Mit Geoengineering in das Klima eingreifen - bislang simulieren das Wissenschaftler nur am Computer. Viele der Methoden, um die Erde abzukühlen, haben Nebenwirkungen. Und so könnten Kleinbauern im Nordwesten Indiens zu doppelten Verlieren gehören, denn sie leiden bereits jetzt unter dem Klimawandel.

Von Anne Demmer | 11.02.2015
    Der aufgerissene und ausgetrocknete Boden eines abgelassenen Fischteiches in Jänschwalde (Brandenburg) am 02.03.2014.
    Bislang kühlen die Wissenschaftler die Erde nur virtuell ab. (picture alliance / ZB / Patrick Pleul)

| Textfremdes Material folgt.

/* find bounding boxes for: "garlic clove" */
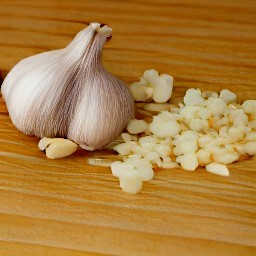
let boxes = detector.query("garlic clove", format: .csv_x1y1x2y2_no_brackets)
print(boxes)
38,137,53,151
2,23,134,150
38,138,78,159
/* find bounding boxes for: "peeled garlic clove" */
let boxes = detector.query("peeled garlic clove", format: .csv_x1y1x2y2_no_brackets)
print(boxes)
38,137,53,151
38,138,78,159
2,23,134,150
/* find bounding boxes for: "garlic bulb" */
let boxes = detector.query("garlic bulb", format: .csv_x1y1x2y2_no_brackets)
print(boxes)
1,23,134,150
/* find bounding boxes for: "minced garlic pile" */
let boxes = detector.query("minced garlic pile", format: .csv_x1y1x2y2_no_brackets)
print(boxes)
110,70,256,194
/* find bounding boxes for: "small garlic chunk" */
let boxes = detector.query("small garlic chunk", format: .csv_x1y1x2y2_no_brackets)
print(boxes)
129,82,153,101
121,133,137,143
151,74,173,103
206,163,229,176
113,141,138,155
129,69,173,103
154,144,172,157
243,141,256,155
207,97,227,116
149,111,180,138
127,119,148,134
38,138,77,159
189,118,209,132
213,151,239,164
176,153,198,171
196,149,212,166
183,88,204,106
111,158,154,194
219,89,237,104
173,130,198,155
229,109,248,127
242,100,256,114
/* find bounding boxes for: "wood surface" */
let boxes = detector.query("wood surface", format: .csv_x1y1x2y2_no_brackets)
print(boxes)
0,0,256,255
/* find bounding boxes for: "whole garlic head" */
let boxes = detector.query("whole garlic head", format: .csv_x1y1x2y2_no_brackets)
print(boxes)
2,23,134,150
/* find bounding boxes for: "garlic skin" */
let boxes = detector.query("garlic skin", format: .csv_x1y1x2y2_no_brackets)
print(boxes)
1,23,134,150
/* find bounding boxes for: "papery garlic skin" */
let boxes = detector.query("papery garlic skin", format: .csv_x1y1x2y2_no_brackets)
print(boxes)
2,23,134,150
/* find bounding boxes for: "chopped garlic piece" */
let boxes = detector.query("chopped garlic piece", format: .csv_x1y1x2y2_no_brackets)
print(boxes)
119,178,143,194
219,89,237,104
243,141,256,155
189,118,209,132
142,69,159,84
176,153,198,171
121,133,137,142
154,144,172,157
197,149,212,166
207,97,227,116
145,151,160,162
228,126,244,140
213,151,239,164
184,88,204,106
151,74,173,103
242,100,256,114
206,163,229,176
130,69,173,103
129,82,152,101
114,141,138,155
149,113,180,138
127,119,148,134
229,109,248,127
173,131,198,155
111,158,154,194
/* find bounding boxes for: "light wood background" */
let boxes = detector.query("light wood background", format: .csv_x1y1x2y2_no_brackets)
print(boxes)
0,0,256,255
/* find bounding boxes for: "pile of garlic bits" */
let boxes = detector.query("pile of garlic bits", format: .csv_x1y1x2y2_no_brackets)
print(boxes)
111,69,256,194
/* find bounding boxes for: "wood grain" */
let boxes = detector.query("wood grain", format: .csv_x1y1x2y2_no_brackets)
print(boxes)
0,0,256,255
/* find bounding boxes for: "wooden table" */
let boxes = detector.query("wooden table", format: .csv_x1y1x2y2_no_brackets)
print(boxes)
0,0,256,255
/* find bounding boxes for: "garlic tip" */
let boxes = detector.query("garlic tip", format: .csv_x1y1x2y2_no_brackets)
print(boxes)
91,22,112,37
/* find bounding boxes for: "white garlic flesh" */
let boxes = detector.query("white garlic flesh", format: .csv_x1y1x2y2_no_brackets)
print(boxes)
1,23,134,150
38,138,78,159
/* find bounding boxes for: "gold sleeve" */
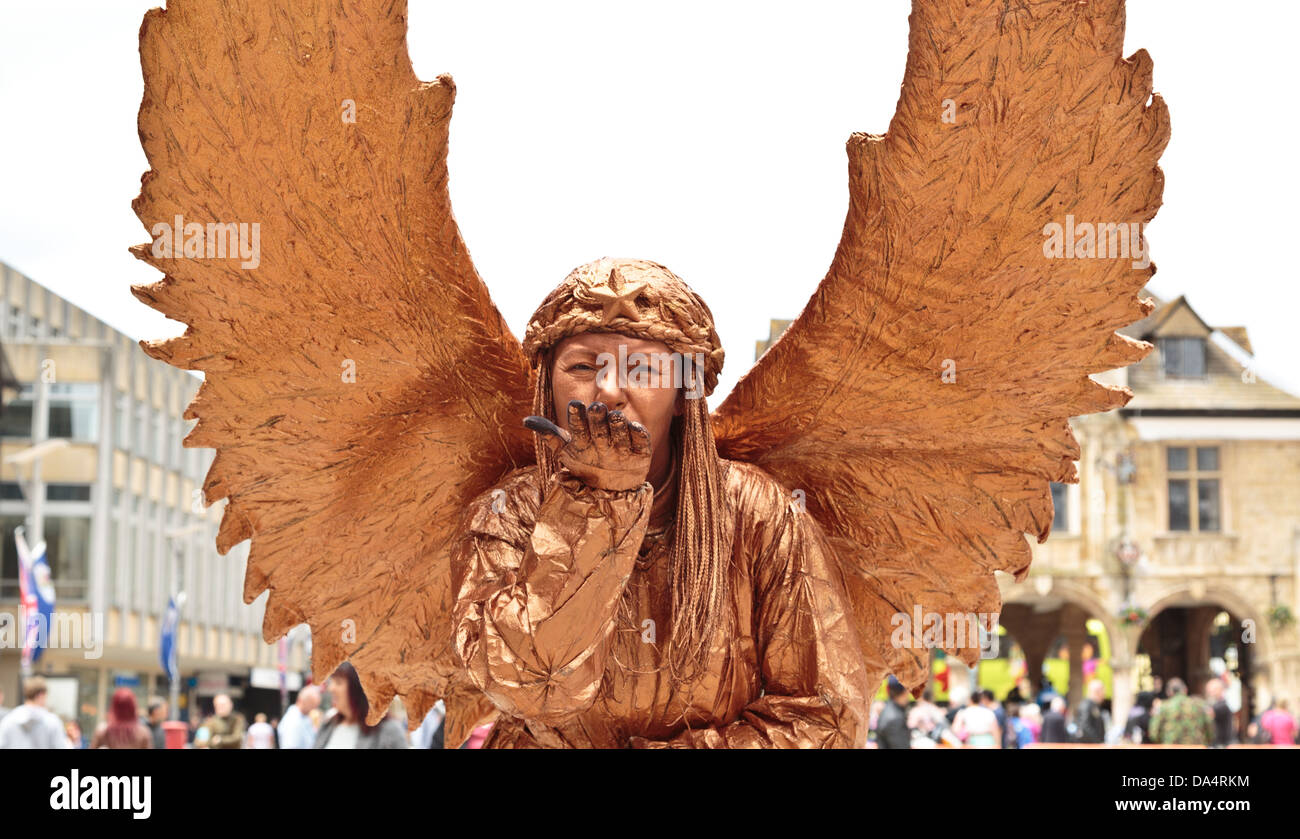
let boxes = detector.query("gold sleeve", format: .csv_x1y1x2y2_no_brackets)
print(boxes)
451,472,652,726
632,476,869,749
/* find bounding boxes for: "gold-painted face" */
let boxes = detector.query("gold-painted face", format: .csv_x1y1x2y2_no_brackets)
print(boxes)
550,332,684,487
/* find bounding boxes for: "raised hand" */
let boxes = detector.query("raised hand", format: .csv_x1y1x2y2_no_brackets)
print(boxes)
525,401,652,491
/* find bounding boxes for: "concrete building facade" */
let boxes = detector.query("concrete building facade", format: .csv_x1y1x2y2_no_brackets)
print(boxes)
0,261,307,736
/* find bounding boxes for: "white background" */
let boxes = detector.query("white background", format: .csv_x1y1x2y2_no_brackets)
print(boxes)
0,0,1295,402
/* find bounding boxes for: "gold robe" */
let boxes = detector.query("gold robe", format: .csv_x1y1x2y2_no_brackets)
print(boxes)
451,458,869,748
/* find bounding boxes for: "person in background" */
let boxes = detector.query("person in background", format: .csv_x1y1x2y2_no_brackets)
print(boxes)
145,697,168,750
980,690,1008,745
411,700,446,749
1003,677,1031,706
1002,697,1022,749
245,712,276,748
0,676,71,749
945,685,969,727
875,676,912,749
1012,703,1041,747
1080,642,1098,682
906,689,951,746
277,685,321,749
1257,699,1298,746
1124,691,1155,743
1035,678,1060,709
386,698,410,736
64,718,85,749
204,693,246,749
1149,677,1213,746
1040,696,1070,743
90,689,152,749
1221,670,1244,738
953,690,1000,748
1074,679,1108,744
0,688,9,725
1205,678,1234,747
313,662,407,749
868,699,885,736
460,723,494,749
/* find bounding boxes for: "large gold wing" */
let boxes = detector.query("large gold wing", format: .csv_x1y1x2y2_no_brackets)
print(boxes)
131,0,533,726
713,0,1169,691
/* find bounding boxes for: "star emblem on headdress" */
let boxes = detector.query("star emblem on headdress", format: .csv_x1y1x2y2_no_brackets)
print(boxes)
585,266,647,325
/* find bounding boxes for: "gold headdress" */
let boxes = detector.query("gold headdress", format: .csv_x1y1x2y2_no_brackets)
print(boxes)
522,257,725,397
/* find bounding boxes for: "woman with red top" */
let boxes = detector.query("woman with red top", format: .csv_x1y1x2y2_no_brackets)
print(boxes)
90,689,152,749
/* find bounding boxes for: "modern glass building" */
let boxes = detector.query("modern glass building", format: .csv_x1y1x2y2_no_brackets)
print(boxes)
0,261,308,736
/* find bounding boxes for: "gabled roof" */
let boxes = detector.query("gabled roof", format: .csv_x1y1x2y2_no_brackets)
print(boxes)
1144,295,1213,338
1119,293,1300,413
1216,326,1252,355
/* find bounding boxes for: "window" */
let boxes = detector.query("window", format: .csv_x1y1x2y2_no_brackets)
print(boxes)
1049,482,1069,532
134,403,148,455
0,397,33,437
142,501,155,611
1159,337,1207,379
1167,445,1221,532
48,383,101,441
108,513,119,605
45,515,92,601
0,514,22,598
0,383,100,441
171,417,185,470
46,483,92,502
115,393,130,449
128,496,140,608
0,514,91,601
153,411,165,464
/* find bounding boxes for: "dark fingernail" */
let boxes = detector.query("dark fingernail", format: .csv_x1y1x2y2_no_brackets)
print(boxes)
524,415,567,440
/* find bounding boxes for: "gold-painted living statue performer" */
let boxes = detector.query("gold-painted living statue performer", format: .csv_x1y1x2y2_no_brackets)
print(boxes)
130,0,1169,747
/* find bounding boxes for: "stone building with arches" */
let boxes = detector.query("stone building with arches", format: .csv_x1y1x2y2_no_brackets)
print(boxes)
992,292,1300,730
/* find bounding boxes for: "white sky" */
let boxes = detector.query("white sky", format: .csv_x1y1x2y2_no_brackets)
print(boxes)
0,0,1296,402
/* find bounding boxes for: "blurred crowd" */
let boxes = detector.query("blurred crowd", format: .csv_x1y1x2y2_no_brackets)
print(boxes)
0,663,488,749
6,667,1296,749
869,674,1299,748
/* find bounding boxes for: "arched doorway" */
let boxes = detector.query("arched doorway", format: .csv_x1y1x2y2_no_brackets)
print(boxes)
999,580,1129,719
1140,591,1260,741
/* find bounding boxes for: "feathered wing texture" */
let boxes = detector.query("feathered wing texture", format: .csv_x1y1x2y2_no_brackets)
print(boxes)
131,0,533,726
713,0,1168,691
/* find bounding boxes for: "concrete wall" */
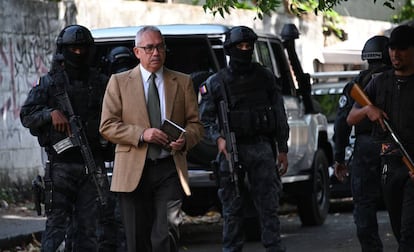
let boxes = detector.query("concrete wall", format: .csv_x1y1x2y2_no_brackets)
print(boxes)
73,0,328,72
0,0,63,184
0,0,394,184
334,0,404,22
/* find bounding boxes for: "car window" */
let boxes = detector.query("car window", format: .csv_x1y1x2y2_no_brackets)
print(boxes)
270,41,296,97
94,35,220,76
164,35,218,74
255,40,273,72
208,37,227,71
312,85,344,123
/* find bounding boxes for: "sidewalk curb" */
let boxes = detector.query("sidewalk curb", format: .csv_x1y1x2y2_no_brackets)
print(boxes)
0,231,42,250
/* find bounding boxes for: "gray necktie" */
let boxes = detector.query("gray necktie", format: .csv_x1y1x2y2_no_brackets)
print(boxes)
147,73,161,159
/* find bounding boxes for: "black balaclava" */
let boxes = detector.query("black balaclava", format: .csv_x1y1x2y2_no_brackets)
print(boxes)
228,42,255,74
62,46,89,81
62,46,89,68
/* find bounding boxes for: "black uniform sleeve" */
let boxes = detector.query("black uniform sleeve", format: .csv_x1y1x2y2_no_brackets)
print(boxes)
198,74,222,143
20,76,53,134
333,80,355,163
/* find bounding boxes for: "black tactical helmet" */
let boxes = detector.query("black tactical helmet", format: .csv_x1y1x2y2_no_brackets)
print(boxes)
224,26,258,54
361,35,390,64
56,25,94,68
107,46,136,74
56,25,94,52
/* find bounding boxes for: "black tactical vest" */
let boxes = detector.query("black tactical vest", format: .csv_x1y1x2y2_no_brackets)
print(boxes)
372,70,414,155
220,63,278,137
43,68,107,159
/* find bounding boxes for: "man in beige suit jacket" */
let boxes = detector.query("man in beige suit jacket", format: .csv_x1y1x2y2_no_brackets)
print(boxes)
100,26,203,252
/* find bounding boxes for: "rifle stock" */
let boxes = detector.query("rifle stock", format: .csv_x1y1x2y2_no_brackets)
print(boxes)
350,83,414,173
350,83,372,107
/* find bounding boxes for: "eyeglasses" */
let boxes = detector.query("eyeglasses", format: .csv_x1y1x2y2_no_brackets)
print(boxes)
136,44,166,54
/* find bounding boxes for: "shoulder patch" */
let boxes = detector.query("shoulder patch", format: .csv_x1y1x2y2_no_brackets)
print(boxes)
338,95,348,108
199,84,208,96
33,78,41,87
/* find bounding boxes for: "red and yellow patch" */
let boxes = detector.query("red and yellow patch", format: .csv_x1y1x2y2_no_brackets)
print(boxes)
33,78,40,87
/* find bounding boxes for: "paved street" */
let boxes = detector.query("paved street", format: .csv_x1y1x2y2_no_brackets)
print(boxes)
179,202,398,252
0,201,398,251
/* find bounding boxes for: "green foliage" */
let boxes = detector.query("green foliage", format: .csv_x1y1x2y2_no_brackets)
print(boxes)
289,1,347,40
203,0,281,19
313,93,341,122
0,186,32,204
203,0,397,20
323,10,348,40
0,187,16,203
254,0,282,19
0,175,33,205
234,0,255,10
391,0,414,23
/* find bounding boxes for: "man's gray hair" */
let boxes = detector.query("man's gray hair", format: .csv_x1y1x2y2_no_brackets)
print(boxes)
135,26,164,46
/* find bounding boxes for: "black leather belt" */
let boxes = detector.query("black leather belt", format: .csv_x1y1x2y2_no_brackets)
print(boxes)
145,156,173,166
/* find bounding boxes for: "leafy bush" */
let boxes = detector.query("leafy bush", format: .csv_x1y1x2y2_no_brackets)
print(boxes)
0,175,33,205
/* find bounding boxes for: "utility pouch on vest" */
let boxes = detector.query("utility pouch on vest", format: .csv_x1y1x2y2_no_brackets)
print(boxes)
229,110,253,137
253,106,277,134
229,106,277,137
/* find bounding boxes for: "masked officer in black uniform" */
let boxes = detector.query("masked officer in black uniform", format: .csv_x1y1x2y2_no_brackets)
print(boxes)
333,35,391,252
106,46,137,75
20,24,111,251
198,26,289,252
347,24,414,251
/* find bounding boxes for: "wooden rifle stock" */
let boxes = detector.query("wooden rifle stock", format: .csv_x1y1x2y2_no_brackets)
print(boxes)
350,83,414,173
350,83,372,107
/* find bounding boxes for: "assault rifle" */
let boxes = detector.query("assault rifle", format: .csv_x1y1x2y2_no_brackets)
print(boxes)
52,73,107,206
350,83,414,173
219,100,240,197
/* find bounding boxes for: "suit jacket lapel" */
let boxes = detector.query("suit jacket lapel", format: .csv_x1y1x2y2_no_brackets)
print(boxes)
163,68,178,120
130,65,150,125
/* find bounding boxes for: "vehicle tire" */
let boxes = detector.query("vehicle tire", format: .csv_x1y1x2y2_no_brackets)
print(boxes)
297,149,330,226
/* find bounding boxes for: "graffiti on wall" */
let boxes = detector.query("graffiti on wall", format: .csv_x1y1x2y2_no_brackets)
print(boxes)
0,29,54,122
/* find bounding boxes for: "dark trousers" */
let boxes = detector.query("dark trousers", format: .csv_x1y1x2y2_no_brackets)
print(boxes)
119,157,183,252
351,134,383,252
97,190,126,252
381,155,414,252
41,162,98,252
218,141,285,252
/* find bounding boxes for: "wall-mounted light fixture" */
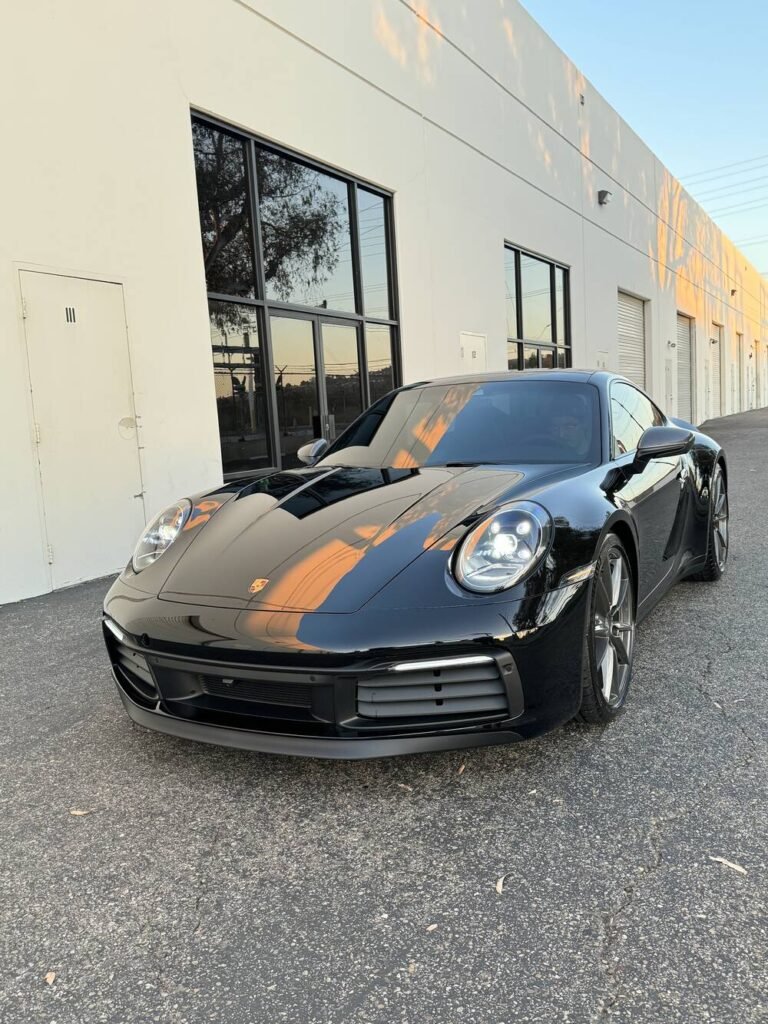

    "Vor rund 20 Jahren war das Wetter noch gut, jetzt verändert es sich nach und nach. Wir wissen nicht, wann der Regen kommt. Manchmal ist es so heiß, und es regnet wenig. Aber wir wissen nicht, woran das liegt."
    Während Wissenschaftler an einem Plan B für den Klimawandel forschen, passt sich der indische Kleinbauer Kalulal Dangi der Erderwärmung an. Von Geoengineering hat der indische Kleinbauer noch nie etwas gehört.
    Kalula Dangi bereitet das Feld für den Winterweizen vor, lockert die Erde mit einem Rechen. Er trägt ein traditionelles Beinkleid aus weißem Leinen und einen Turban. Sein Bruder gräbt mit einem Ochsen-Pflug tiefe Furchen in die rotbraune Ackererde. Mit dem Klimawandel wird das Leben in dem kleinen Dorf Sulawas im Nordwesten Indiens immer härter. Die Erntezeit hat sich verschoben. Auch im letzten Sommer kam der Regen zu spät. Tag für Tag schaute der 57-jährige Bauer in den Himmel, suchte vergeblich nach Regenwolken - bis der Wind endlich den ersehnten Sommermonsun brachte.
    "Die einzige Bitte, die wir an Gott haben: zur richtigen Zeit ausreichend Regen. Dann ist alles gut."
    Kalulal Dangi betet für den Regen. Indra, der Gott des Himmels soll ihn bringen. Oder - eine andere Option: Selbst ein bisschen Gott spielen. Gezielt in das Klima eingreifen. So wie es einigen Klimaforschern vorschwebt, die auf Geoengineering setzen.
    Computersimulationen zum Geoengineering
    Bislang kühlen die Wissenschaftler die Erde nur virtuell ab. In den Simulationen zeigt sich, dass sich die globale Durchschnittstemperatur grundsätzlich senken ließe, etwa mithilfe von Schwefelpartikeln, die in die Stratosphäre eingebracht werden, um die Sonnenstrahlen zu reflektieren. Je nach Dosierung klappt das mal mehr, mal weniger gut. Der Klimaforscher Alan Robock von der Rutgers Universität in New Jersey hat unterschiedliche Szenarien am Computer durchgespielt. In einer seiner Studien stellte er allerdings erhebliche Nebeneffekte fest. Es besteht die Gefahr, dass der Sommermonsun beeinträchtigt wird.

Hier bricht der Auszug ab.